27 maio, 2006

do zero em diante

«De qualquer forma, não se vejam obrigados a entender as páginas que vão seguir-se. O que é que podemos dizer uns aos outros? Pouco mais do que nada. Não se iludam, caros senhores. É isso que eu tenho para contar: nada de novo. Talvez vos agrade a forma. Ou talvez a achem tosca. Nil novi sub sole. O novo século está aí e esta história servirá melhor se vestida em boas capas de couro em mobílias de cerejeira.»

Paulo Amaral


Percebo, à primeira pincelada na pauta do bloco - esta Tuesday January 18 podia ser outra data qualquer, e enternece-me, já agora, a fita lilás, que me orienta no mar picado de frases e rasuras, para aqui abandonada a folgar por três minutos numa exuberância de vincos sobre os domínios do fémur -, que o teu contentamento é um bolbo, suponhamos uma cebola, e as minhas ridicularias são como torrões de terra úbere.
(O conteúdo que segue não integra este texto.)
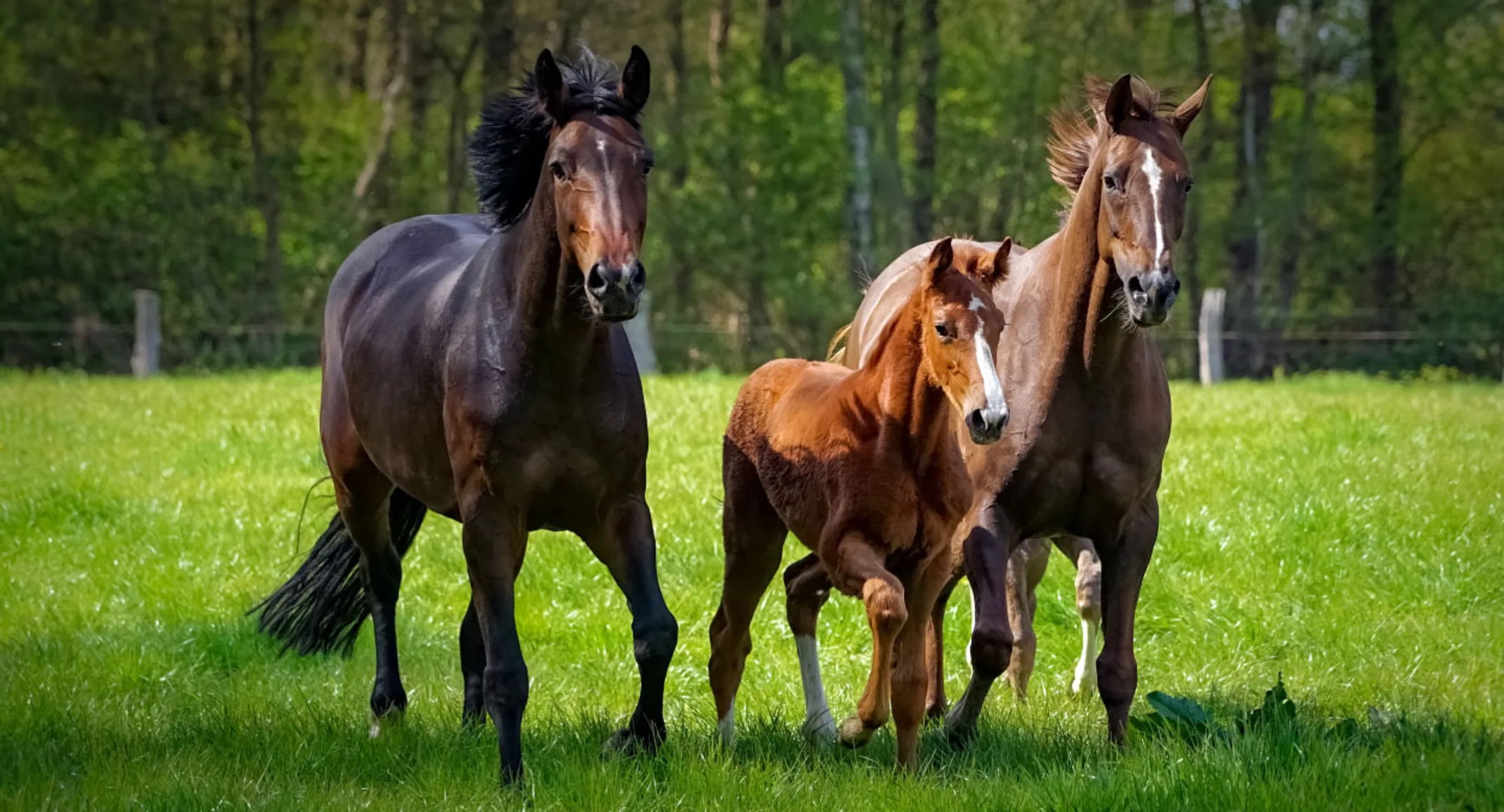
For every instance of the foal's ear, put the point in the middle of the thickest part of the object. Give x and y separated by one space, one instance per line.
997 271
548 83
1120 103
635 79
940 261
1190 107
De modo que me vejo sem o conforto da escolha. Avanço assim mesmo, que se lixe, aos tropeções nesta sintaxe trangalhadanças.
- Não se esqueceu de vir em jejum, pois não? – interroga, enquanto lhe analiso o acima abaixo da plaqueta de latão, Enfermeira!, na preia-mar das mamas – Se não veio em jejum, não veio cá fazer nada.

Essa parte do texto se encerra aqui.